厚木市2015年度予算から~子ども送迎ステーションの場合

2015年3月19日 11時55分 | カテゴリー: 活動報告

厚木市では子育て支援事業の一つに幼稚園への送迎サービスステーション事業があります。街中にあるビルの8階に一時保育場所があり、朝晩の空いた時間は送迎ステーションとして使い、バスを借り切り各利用幼稚園までの送迎をするものです。直接幼稚園の送迎に時間的に厳しい保護者のための支援という事です。昨年の途中から始まった事業ですが、実績となると実際の利用者数は数名にとどまりました。担当課の話では、年度途中に開始した事業のため、保護者への周知が不足したことや、時期的な課題だとのことでしたが、2015年度予算では約2100万円の予算がついています。

2100万円の内訳はバスの委託代金が930万円、受付や添乗のために3人の委託人件費が1180万円で派遣会社に委託とのこと。
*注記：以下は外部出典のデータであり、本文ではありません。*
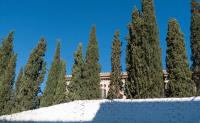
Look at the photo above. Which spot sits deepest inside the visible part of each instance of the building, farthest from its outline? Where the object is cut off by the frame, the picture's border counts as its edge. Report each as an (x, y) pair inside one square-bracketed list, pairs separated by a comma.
[(105, 81)]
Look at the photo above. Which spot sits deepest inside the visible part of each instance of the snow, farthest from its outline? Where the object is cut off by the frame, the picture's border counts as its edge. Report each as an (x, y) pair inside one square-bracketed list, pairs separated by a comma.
[(163, 110)]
利用者数は20人程度です。

厚木市内の幼稚園は各園の送迎バスが走っており、かなり遠方まで回っています。バス代は個人負担ですが、朝1時間以上もバスで過ごす子どももいます。そうまでして園児の確保に努めなければならない事情もあるわけです。保育園は待機児童問題がありますが、幼稚園は定員割れが報告されているのが現状です。この送迎ステーションは幼稚園協会の強い要望のようですが、単純に一人当たり105万円/年かかることになります。若干の個人負担も予定されていますが、この事業の恩恵はほんの一部の子どもたちのためだけと考えると、税金の使い方のバランスとしては不公平です。ファミリーサポートや地域の資源の活用を進め子どもをみていく工夫も必要です。

この先進事例として流山市の事業がありますが、220人以上の登録で毎日70人程度が利用しているとのことです。仕組みだけ取り入れるのではなく、もっとも考慮すべきは地域性の違いであり、有効な税金の使い方を探るべきです。